Add the fact that many fashion brands including Tory Burch and Ralph Lauren make a good proportion of its goods in China due to lower material and labour costs, the protracted factory closures and supply chain disruptions will result in delayed delivery of inventory as well as reduced stock availability in the months to come, further compounding the fragile state of affairs. And brands that have substantial manufacturing and retail exposure to China will suffer the most this time round.
This is particularly problematic for sectors like fashion and luxury that operate on a capricious model of seasonable demand. Designs planned for next season will fall out of fashion should shipment delays stretch into months, and will need to be marked down in order to clear stock. Furthermore, brands under contract with retailers to deliver inventory by particular dates will experience additional strain.
With the collapsing of the whole demand story in China, the unthinkable has been realised, and this over-reliance on the China market and on Chinese consumers ought to give luxury players pause.

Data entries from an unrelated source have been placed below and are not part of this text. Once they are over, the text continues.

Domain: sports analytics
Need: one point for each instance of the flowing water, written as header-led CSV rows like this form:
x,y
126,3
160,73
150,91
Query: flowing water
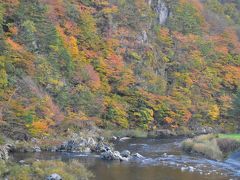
x,y
163,161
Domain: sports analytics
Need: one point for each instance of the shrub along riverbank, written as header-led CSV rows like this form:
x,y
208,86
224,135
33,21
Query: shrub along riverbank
x,y
212,146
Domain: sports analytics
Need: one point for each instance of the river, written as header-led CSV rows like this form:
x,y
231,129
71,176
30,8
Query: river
x,y
163,160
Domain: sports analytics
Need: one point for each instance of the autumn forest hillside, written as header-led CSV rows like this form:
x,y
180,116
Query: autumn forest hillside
x,y
144,64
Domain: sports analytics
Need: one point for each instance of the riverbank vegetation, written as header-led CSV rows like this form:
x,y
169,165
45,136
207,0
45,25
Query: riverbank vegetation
x,y
118,64
42,169
212,146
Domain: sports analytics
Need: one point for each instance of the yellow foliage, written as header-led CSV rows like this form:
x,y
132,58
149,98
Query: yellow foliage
x,y
214,112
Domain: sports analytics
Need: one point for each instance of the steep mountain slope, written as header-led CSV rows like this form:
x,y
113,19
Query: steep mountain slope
x,y
118,63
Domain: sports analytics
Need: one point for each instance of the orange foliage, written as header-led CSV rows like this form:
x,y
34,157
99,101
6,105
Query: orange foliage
x,y
70,42
14,45
94,80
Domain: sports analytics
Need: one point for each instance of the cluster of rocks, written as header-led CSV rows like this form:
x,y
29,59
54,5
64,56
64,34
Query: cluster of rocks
x,y
54,177
80,144
123,156
4,151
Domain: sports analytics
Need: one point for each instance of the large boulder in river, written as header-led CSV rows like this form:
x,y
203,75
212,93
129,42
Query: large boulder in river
x,y
111,155
54,177
126,153
163,133
4,151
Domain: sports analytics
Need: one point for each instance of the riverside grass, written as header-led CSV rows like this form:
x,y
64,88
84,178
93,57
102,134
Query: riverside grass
x,y
230,136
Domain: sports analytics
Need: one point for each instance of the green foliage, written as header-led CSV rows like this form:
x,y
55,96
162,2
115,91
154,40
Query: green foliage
x,y
42,169
185,19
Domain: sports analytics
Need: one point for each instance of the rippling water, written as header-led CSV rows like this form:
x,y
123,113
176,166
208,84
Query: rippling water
x,y
163,160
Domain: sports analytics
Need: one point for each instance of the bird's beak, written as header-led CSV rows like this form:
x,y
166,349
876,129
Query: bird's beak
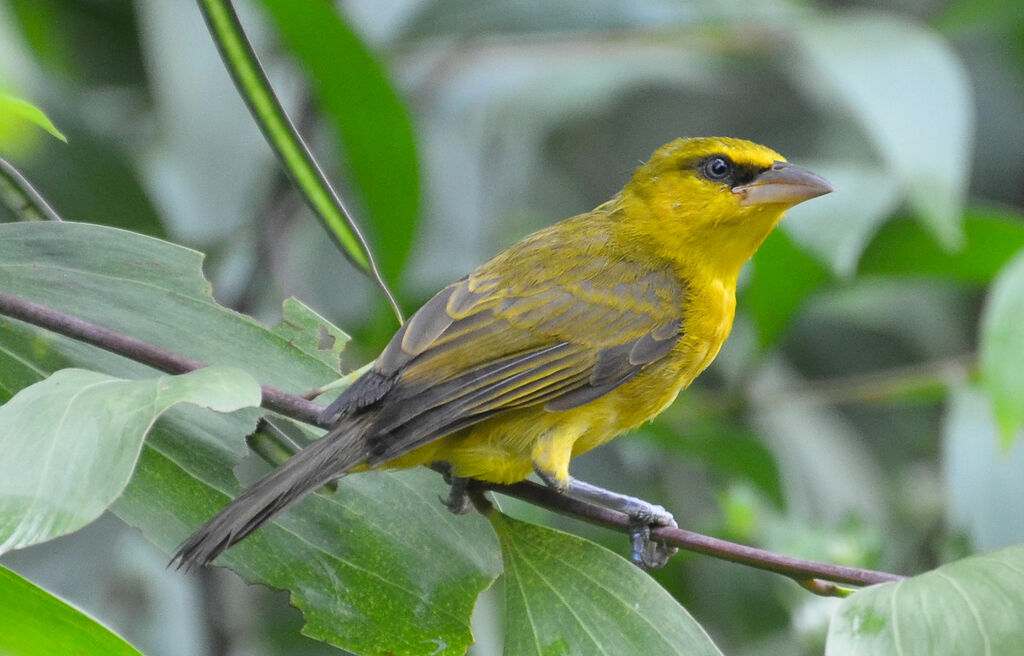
x,y
783,183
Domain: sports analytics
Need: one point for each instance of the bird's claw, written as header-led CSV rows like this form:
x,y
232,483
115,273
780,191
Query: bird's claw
x,y
645,553
458,499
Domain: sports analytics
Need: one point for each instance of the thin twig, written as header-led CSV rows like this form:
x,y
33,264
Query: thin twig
x,y
135,349
254,87
796,568
301,409
22,198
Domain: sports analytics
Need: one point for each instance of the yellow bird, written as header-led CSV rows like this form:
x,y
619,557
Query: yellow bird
x,y
577,334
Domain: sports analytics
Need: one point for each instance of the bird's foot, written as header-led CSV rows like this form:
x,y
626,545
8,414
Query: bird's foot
x,y
458,499
644,552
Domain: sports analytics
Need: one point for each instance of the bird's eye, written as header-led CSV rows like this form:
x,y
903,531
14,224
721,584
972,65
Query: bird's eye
x,y
717,168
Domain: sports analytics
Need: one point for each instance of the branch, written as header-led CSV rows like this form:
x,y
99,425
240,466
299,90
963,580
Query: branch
x,y
807,573
803,571
134,349
298,162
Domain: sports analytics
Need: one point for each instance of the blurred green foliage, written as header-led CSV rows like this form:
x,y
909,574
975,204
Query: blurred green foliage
x,y
842,420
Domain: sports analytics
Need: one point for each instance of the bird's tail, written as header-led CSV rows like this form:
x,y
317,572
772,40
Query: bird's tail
x,y
327,458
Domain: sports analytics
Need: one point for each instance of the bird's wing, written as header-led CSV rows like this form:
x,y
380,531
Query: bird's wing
x,y
489,344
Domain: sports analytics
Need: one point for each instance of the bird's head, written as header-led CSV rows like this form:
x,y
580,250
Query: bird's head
x,y
715,198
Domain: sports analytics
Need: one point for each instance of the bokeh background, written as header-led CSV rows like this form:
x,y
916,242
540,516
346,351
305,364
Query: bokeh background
x,y
840,423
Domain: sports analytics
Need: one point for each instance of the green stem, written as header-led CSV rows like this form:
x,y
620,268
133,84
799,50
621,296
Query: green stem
x,y
255,89
18,194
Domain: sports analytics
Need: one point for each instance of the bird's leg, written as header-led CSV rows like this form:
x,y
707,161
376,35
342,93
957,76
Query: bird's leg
x,y
458,499
643,515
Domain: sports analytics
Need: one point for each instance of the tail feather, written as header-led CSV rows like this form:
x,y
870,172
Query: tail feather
x,y
322,462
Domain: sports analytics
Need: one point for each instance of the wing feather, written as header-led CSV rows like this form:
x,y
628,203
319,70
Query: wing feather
x,y
489,344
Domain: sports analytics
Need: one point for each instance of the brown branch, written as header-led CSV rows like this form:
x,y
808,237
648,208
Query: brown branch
x,y
796,568
807,573
132,348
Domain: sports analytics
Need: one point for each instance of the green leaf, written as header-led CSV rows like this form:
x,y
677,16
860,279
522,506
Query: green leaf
x,y
980,477
902,248
378,567
13,110
922,125
84,433
376,135
37,623
1003,348
783,276
306,330
567,596
972,606
839,226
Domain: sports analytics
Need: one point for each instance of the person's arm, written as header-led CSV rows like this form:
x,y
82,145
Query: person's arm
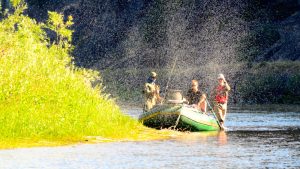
x,y
227,87
148,89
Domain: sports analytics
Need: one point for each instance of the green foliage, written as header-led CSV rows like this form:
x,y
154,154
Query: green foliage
x,y
61,28
43,95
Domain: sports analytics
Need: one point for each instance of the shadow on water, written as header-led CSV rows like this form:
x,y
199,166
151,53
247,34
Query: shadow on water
x,y
253,140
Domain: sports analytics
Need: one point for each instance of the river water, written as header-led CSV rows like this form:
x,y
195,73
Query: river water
x,y
252,140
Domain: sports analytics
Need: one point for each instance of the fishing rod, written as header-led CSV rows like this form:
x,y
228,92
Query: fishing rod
x,y
167,86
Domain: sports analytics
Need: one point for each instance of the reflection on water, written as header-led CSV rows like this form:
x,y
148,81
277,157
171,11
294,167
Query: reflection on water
x,y
253,140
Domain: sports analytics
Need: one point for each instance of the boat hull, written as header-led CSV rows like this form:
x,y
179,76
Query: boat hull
x,y
178,116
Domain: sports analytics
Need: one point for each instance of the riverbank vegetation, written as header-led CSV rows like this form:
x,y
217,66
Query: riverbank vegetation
x,y
44,98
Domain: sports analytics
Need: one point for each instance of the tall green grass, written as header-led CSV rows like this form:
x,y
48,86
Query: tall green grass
x,y
43,95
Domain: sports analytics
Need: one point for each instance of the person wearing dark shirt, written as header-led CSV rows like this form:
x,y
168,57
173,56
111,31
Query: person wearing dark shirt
x,y
195,97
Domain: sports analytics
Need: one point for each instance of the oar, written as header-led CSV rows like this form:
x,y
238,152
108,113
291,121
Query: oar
x,y
213,113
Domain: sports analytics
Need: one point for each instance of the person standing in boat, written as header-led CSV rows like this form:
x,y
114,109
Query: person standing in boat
x,y
195,97
220,96
151,92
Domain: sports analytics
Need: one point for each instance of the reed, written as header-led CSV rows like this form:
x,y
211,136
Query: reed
x,y
44,96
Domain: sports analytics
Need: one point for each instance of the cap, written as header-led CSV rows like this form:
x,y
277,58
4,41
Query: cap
x,y
153,74
221,76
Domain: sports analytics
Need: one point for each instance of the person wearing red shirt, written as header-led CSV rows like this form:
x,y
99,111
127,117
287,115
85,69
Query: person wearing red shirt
x,y
220,96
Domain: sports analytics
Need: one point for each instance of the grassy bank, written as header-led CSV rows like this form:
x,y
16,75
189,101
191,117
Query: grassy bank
x,y
44,98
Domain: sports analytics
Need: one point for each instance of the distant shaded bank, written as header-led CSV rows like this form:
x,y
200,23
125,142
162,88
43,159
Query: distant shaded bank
x,y
257,83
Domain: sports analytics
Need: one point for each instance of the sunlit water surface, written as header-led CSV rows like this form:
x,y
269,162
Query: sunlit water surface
x,y
253,140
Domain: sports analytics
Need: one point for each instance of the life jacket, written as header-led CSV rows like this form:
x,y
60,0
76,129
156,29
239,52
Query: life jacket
x,y
221,96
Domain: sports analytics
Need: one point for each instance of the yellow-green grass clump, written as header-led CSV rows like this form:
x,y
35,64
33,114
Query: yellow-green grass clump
x,y
43,96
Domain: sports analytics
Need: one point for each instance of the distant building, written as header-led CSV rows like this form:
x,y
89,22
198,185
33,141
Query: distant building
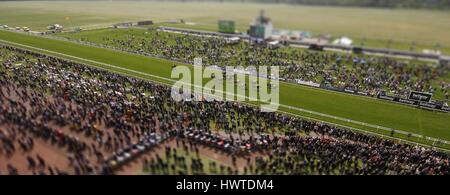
x,y
261,28
123,25
343,41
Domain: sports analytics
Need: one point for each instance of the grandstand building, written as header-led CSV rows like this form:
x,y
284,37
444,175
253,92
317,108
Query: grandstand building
x,y
261,28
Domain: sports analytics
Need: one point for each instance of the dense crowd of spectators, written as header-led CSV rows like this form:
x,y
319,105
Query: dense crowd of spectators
x,y
55,100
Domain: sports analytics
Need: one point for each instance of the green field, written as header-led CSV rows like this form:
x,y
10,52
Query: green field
x,y
363,109
425,27
103,36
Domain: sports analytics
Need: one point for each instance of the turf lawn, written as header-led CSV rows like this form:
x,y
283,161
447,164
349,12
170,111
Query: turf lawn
x,y
425,27
367,110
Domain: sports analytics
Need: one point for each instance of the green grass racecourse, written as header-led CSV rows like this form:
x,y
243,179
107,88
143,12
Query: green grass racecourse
x,y
357,108
424,27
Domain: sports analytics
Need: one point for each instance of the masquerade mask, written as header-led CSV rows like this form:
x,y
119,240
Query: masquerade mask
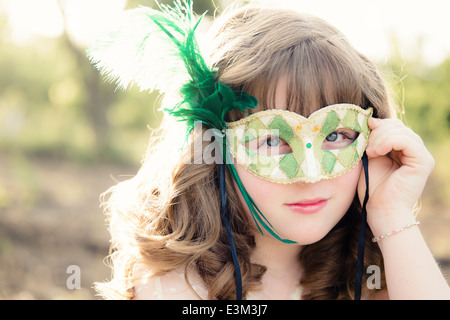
x,y
157,49
284,147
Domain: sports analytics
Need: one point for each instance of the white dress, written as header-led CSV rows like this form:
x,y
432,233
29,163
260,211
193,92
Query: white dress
x,y
173,286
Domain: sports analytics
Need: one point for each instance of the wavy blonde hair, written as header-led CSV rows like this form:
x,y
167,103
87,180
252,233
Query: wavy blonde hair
x,y
168,216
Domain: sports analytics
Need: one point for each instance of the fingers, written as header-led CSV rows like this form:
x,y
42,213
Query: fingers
x,y
391,136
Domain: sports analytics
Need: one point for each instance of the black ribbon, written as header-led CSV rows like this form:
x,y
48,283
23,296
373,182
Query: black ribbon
x,y
362,232
223,194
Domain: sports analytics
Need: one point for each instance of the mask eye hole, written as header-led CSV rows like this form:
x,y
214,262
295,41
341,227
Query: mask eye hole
x,y
339,139
269,144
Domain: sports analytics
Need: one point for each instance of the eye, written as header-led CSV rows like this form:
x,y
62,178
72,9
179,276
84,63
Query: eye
x,y
273,141
339,139
269,145
332,137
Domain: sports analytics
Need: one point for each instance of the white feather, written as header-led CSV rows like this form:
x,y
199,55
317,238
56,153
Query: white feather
x,y
136,51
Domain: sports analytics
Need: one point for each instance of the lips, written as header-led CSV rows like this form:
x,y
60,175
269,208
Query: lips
x,y
308,206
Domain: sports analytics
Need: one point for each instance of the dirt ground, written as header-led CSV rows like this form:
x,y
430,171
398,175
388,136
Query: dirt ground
x,y
50,219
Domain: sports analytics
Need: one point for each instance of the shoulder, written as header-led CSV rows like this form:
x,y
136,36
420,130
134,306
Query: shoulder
x,y
171,286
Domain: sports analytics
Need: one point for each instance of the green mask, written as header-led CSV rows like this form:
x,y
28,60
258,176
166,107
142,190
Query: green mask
x,y
284,147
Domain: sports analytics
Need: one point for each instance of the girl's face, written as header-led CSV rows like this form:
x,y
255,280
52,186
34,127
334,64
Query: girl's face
x,y
301,212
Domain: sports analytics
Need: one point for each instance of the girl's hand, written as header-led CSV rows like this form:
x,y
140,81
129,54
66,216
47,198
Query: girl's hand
x,y
395,181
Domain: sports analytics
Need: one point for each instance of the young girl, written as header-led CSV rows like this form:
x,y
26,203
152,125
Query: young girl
x,y
168,237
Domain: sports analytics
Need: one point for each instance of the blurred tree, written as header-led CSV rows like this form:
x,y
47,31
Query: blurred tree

It’s time to not only reconsider China’s role as “the world’s factory”, brands need to recalibrate and restructure their entire business strategy.
For starters, they may need a refresher in Investment 101: Diversification.
Consider taking a leaf out of H&M and Zara’s production playbook. While they are pegged as the fast fashion brands with the most manufacturing and sales exposure to China according to UBS analysts, both also have supply bases in various locations such as Turkey and North Africa to provide some buffer against disruptions in China.
What can brands do in the immediate interim, though?
Take the lead from the likes of LVMH, Richemont and Kering, and build goodwill all round. The three luxury groups have donated €2.3 million, €1.3 million and €1.1 million respectively to the Red Cross Society of China to help combat the outbreak and show their solidarity with the people of China.
But the question brands are struggling with most right now, perhaps, is how to engage customers in a time of crisis, when human lives literally hang in the balance against the backdrop of a world economy in jeopardy and a global community in distress. Should they still push out promotional content and try to make sales or refrain from doing so altogether?
As the show had to go on for Armani, business — while not as usual — has to go on in view of bleeding bottom lines. But brands will need to exercise utmost sensitivity when crafting and communicating marketing messages, even when things begin to stabilise.
Because it is also possible that the Chinese consumer may evolve in a post-Covid-19 world, where conspicuous consumption just might be replaced by more conscious consumerism.